I've said it many times:

Never use a tool you couldn't write yourself.

That is - make sure you understand what's going on under the hood.

In AP we've been playing with ArrayLists. The problem for today? Create an ArrayList with consecutive integers and then write a routine that will randomize the ArrayList.

For example, you might start with this ArrayList:

0,1,2,3,4,5

and end up with

3,5,1,4,2,0

First cut, the students grabbed a random element from the ArrayList, removed it, and added it to the end of a new list. Then repeat until the original list is empty and the new one is randomized. Then return the list.

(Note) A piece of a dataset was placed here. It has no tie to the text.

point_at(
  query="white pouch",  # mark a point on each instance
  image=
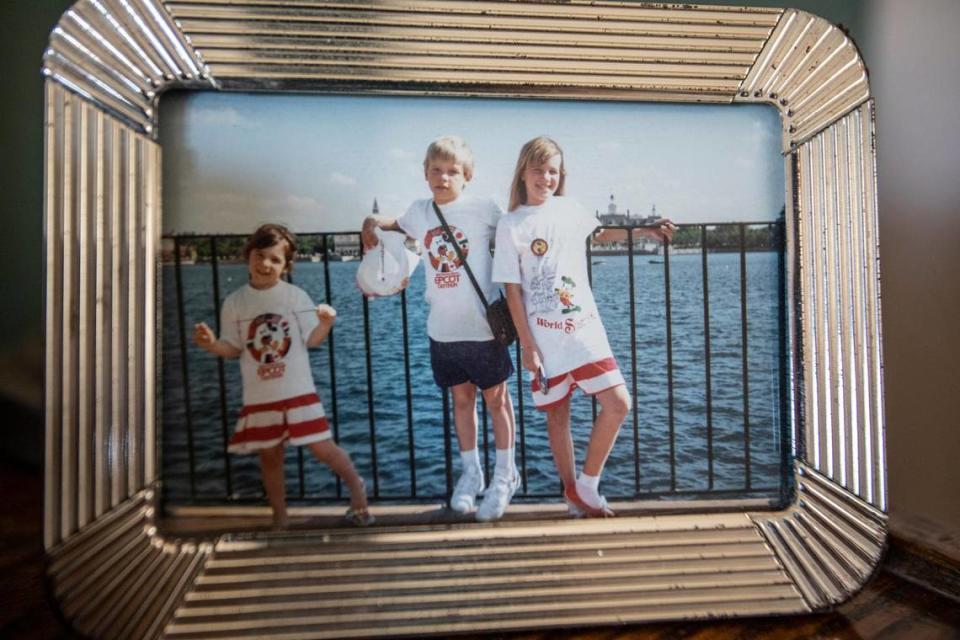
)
(386, 269)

public ArrayList<Integer> shuffle1(ArrayList<Integer> l){
ArrayList<Integer> result = new ArrayList<Integer>();
while (l.size()>0){
int i = rnd.nextInt(l.size());
int v = l.remove(i);
result.add(v);
}
return result;
}

Looks good.

Version two was much the same but after it removed a random value, it added it to the end of the same ArrayList:

public ArrayList<Integer> shuffle2(ArrayList<Integer> l){
ArrayList<Integer> result = new ArrayList<Integer>();
for (int s=l.size();s>0;s--) {
int i = rnd.nextInt(s);
int v = l.remove(i);
l.add(v);
}
return l;
}

Then it was time to time. Both seemed pretty quick but as our data set grew things seemed strange:

Size	Time
100,000	2 seconds
200,000	7 seconds
400,000	26 seonds

We're just looping through an ArrayList, what's going on? When we double the size of the list, it should just take double the time.

Since the class already wrote their own ArrayList implementation, they were quick to realize that every time we removed an item from the original Array, we were doing a linear or O(n) operation. That means our algorithms, which look linear, are in fact O(N²).

Can we do better? You bet. They just changed the remove and add to using get and set. Instead off removing an item and re-inserting it, just swap the randomly selected item with the last element:

public ArrayList<Integer> shuffle3(ArrayList<Integer> l){
ArrayList<Integer> result = new ArrayList<Integer>();
for (int s=l.size();s>0;s--) {
int i = rnd.nextInt(s);

int tmp = l.get(i);
l.set(i, l.get(s-1));
l.set(s-1,tmp);
}
return l;
}

No removes so no hidden linear component.

The run time?

Size	Time
100,000	.15 seconds
200,000	.16 seconds
400,000	.17 seonds

In fact, it took data sets in the size of millions before we even broke more than a couple of seconds.

The algorithm looks the same but understanding what goes on under the hood can make a big difference.

2014-11-17

#pedagogy